Table of Contents
Overview
We plan to upgrade the UH Message Broker from a single host to a clustered environment to improve availability. Here is what you can expect:
Item | Currently | Changing to… | Comments |
---|---|---|---|
Server configuration | Single server | 3-node cluster | |
SSL protocols | Supports TLS 1.0, 1.1 and 1.2 | Only TLS 1.1 and 1.2 are supported | |
Software versions | RabbitMQ 3.1.5 Erlang 19 | RabbitMQ 3.7.12 or higher Erlang 21.2.6 or higher | |
RabbitMQ client | Whatever the current version was when you downloaded your client | Although we expect older clients to work, we recommend that you upgrade to the latest client The oldest Java client you should use is 3.6.6. Prior versions may force the use of the unsupported TLS 1.0, regardless of Java version and settings. | Need to determine how SSL certification verification should be implemented given these warnings from later clients: WARN [localhost-startStop-1] com.rabbitmq.client.TrustEverythingTrustManager.<init> SECURITY ALERT: this trust manager trusts every certificate, effectively disabling peer verification. This is convenient for local development but offers no protection against man-in-the-middle attacks. Please see https://www.rabbitmq.com/ssl.html to learn more about peer certificate verification. |
AMQP heartbeat | Default is 65535 seconds (18.2 hours) | Default is 60 seconds | You need to set the AMQP heartbeat on your client settings to 60 seconds so that it matches the server's expectations. Otherwise, the server may think that you are no longer connected. Here's a Java example: https://www.rabbitmq.com/heartbeats.html#using-heartbeats-in-java This smaller heartbeat value will generate network traffic every 60s, thus preventing network devices from dropping your connection when it is idle. |
Publish confirms | Recommended | Strongly recommended | If you publish messages, you've always been expected to use publish confirms or risk not being notified of failed messages.

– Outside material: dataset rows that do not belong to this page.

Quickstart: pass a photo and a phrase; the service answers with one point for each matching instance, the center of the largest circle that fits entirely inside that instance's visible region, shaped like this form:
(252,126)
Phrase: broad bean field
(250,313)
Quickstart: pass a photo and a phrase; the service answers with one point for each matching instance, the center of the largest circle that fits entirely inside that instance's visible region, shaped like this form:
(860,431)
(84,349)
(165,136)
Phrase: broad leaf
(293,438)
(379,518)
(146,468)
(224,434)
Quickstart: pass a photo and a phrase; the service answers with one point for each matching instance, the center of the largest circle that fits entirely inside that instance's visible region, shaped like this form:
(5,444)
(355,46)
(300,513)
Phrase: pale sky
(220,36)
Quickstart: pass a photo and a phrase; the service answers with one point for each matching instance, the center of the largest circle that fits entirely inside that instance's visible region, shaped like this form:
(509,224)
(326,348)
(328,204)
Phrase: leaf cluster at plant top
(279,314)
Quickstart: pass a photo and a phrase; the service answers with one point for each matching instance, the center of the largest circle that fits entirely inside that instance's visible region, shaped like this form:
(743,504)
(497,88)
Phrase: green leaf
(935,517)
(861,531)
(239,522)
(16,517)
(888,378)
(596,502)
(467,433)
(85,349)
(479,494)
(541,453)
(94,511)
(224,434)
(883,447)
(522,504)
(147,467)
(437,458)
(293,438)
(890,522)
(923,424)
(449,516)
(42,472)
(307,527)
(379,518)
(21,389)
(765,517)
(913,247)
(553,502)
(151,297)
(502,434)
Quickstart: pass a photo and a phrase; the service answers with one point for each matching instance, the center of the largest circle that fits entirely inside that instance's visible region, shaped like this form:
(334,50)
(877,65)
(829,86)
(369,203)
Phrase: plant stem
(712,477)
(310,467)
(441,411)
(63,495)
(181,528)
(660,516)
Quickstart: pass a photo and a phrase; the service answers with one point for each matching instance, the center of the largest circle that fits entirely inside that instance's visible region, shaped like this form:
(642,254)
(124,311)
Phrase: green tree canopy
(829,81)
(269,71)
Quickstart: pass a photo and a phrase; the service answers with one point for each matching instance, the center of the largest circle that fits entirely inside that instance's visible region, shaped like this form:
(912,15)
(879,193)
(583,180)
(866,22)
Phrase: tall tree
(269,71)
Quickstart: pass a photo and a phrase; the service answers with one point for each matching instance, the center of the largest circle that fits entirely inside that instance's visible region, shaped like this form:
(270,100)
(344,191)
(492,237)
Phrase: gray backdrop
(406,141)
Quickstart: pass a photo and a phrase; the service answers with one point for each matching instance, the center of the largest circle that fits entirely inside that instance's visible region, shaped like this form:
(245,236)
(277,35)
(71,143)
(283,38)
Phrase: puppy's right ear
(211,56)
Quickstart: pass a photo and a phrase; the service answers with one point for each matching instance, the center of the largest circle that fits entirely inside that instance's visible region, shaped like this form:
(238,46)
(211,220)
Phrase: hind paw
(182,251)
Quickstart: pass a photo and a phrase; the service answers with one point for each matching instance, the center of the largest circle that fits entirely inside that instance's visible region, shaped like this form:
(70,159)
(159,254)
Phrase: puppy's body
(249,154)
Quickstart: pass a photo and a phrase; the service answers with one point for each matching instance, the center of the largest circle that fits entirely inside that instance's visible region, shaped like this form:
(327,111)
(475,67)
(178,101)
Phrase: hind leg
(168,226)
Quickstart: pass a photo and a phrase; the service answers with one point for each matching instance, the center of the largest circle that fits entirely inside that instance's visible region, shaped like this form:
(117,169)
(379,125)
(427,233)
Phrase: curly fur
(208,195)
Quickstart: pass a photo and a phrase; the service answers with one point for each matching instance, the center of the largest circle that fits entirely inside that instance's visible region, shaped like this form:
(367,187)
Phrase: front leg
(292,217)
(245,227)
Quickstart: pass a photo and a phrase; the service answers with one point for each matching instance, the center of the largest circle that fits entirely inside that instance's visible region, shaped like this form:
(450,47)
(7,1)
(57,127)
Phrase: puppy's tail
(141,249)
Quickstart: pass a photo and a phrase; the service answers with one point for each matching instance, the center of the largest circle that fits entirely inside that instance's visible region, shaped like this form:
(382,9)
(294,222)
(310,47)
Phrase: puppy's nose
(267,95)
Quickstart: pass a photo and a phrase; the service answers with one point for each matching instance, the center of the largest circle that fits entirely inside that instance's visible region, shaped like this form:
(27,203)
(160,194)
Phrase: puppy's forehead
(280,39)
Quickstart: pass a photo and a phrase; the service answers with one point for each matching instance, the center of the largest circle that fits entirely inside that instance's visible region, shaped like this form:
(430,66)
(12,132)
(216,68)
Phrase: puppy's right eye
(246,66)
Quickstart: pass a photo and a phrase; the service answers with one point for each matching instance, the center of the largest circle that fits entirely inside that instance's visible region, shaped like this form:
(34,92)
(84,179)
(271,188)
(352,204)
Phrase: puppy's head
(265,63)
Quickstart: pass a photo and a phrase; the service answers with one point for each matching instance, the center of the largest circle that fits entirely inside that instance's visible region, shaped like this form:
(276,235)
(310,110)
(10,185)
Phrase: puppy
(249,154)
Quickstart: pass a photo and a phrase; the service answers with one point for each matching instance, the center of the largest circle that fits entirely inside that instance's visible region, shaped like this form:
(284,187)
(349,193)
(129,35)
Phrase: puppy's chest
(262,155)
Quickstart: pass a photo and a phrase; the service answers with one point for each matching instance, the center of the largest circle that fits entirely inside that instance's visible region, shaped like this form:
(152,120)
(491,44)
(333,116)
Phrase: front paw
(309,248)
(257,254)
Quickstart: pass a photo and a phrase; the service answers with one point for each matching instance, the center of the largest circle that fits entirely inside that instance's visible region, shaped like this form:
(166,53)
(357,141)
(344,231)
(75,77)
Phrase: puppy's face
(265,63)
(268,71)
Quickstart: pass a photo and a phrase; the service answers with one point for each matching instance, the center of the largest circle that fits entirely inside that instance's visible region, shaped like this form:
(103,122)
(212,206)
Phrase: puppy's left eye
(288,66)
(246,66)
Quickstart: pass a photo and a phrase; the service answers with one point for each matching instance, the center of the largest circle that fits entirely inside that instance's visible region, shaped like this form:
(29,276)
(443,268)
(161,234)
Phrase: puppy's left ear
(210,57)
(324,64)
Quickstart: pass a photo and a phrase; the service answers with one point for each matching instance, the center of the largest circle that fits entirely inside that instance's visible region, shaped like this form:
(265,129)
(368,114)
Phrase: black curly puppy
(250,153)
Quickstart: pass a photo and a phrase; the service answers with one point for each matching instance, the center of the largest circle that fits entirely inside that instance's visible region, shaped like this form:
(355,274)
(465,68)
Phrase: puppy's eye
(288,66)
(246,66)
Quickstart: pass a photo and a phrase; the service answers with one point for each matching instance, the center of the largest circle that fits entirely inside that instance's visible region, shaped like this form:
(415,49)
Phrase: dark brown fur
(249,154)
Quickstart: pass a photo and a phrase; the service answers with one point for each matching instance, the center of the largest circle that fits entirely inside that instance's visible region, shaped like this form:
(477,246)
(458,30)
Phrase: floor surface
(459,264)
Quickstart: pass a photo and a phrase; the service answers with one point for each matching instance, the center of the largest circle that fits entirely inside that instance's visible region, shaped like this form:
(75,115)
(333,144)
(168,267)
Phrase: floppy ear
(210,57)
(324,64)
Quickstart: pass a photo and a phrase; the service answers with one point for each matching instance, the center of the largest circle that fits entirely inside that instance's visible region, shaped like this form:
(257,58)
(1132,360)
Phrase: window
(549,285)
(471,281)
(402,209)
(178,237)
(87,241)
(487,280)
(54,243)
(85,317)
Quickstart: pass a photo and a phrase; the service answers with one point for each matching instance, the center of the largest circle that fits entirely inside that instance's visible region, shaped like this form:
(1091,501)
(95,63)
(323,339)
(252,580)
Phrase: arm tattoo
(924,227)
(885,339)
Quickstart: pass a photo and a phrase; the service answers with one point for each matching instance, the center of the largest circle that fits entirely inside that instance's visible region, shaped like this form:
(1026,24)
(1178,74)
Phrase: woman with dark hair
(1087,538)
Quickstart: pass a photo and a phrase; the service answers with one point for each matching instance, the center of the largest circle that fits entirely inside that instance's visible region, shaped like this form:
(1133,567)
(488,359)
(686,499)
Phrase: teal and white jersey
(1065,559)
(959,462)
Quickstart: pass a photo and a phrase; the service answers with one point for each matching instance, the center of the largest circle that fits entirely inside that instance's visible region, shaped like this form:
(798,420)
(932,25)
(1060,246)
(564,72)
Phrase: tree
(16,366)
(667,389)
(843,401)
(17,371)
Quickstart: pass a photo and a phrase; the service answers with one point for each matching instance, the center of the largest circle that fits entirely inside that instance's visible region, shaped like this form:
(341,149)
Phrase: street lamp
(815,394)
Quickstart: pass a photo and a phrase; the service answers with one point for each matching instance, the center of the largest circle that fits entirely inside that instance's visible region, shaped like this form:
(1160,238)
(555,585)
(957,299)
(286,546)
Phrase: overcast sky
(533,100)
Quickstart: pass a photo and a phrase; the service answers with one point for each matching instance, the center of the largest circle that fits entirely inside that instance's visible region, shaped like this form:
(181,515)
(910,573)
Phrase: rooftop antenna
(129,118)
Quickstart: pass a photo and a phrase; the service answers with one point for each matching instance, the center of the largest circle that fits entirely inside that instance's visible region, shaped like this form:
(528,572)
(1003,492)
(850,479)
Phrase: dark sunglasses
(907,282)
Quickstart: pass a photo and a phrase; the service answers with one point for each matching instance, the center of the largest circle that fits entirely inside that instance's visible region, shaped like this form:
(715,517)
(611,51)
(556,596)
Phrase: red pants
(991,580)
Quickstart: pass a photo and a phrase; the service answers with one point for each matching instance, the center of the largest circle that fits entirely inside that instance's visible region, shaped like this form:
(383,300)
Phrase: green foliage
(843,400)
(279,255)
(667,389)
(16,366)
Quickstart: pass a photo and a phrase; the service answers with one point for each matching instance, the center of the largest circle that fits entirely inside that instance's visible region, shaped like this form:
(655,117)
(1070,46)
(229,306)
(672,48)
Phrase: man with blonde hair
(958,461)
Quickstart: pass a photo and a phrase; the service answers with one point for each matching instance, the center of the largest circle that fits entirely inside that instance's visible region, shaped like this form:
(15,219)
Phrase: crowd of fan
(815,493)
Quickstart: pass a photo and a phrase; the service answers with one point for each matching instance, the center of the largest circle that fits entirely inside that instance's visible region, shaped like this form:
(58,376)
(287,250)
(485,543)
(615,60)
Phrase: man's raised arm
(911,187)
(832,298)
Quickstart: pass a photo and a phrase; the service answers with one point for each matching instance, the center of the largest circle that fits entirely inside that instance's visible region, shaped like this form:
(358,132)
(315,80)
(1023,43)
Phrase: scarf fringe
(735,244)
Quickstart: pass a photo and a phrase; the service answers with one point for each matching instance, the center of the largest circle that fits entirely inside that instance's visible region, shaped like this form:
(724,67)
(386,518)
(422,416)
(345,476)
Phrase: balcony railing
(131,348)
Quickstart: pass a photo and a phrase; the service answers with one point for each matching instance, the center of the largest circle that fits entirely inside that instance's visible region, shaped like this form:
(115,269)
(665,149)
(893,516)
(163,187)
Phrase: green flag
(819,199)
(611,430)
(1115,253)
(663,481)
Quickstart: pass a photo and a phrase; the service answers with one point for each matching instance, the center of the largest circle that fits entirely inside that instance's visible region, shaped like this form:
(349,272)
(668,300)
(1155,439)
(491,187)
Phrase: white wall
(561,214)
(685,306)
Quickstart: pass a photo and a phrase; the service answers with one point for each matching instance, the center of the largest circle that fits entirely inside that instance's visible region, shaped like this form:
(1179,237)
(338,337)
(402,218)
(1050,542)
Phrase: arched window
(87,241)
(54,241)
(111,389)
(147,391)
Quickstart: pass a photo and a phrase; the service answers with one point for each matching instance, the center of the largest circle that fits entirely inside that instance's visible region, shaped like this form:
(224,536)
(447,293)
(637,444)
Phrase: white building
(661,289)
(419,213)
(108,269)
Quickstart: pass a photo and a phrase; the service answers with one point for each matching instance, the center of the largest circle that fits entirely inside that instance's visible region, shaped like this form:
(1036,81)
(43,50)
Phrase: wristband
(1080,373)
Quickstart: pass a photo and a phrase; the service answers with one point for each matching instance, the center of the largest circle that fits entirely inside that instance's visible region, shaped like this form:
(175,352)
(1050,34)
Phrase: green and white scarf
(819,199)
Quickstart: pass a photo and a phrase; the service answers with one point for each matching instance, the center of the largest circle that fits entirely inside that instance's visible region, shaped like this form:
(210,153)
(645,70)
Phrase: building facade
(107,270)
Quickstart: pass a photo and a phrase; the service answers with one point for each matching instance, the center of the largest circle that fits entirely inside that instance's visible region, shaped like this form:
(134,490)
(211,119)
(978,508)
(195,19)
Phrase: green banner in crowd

This is even more important in a clustered environment. |
Handling dropped broker connections | If your RabbitMQ client does not already do this for you, you should have code that handles dropped connections to the broker. The code should repeatedly attempt to reconnect until it's successful, and if applicable, retry the interrupted operation. | No change. Continue doing the same. If you are not currently doing this, you should, but it's usually only an issue for those who have persistent connections to the broker (continuously consuming messages from their queue). | Don't worry too much about this if you connect-consume-and-disconnect on a daily or hourly basis. WARNING: if you have your own code that reconnects, check whether your version of the RabbitMQ client is also capable of reconnecting, especially if you're upgrading from a really old version. You should only have one entity perform the handling of lost connections, otherwise you may end up with multiple re-connections for each connection that was lost. This is how the RabbitMQ client recovers from network failures: Note: It is possible to have a lost connection in a "zombie" state while at the same time having a newly created recovery connection. To speed up the clean up of the zombie connection, you should set the recovery retry interval to 3 times the heartbeat value. To further reduce the likelihood of zombies, you could set the heartbeat to 30 seconds and the recovery retry interval to 90s. See also https://groups.google.com/forum/#!topic/rabbitmq-users/7AZz4Nr0_Rk |
High availability | This is a single server, so any major failure could cause the broker to be unavailable for several minutes or hours. | The broker should come back within 16 seconds. If you set your dropped connection retry interval to 16 seconds, that should result in a successful re-connection after any dropped connection. | The load balancer health check is every 5 seconds, with 3 failures triggering the switch to another cluster node. |
Mirrored queues | N/A | Queues are mirrored and synchronized across all 3 nodes unless the queue name begins with an underscore. | Mirroring allows your queue to be serviced by any node when you reconnect to the cluster after a failure. Mirroring uses up more resources, especially when it's a large test queue that hardly gets consumed. You can skip mirroring for such test queues by using an underscore as the first character in the queue name. |
Timeline
Date | Event |
---|---|
Jul 24 2019 | Test cluster environment is available for developers to test |
Oct 20 2019 | Production migration to cluster environment |
Verify your access to the future broker
- Login to your PRODUCTION server where your application runs and connects to esb.hawaii.edu
- If you can run a program to connect to a different broker in this production environment without affecting your application's real data, continue. STOP OTHERWISE.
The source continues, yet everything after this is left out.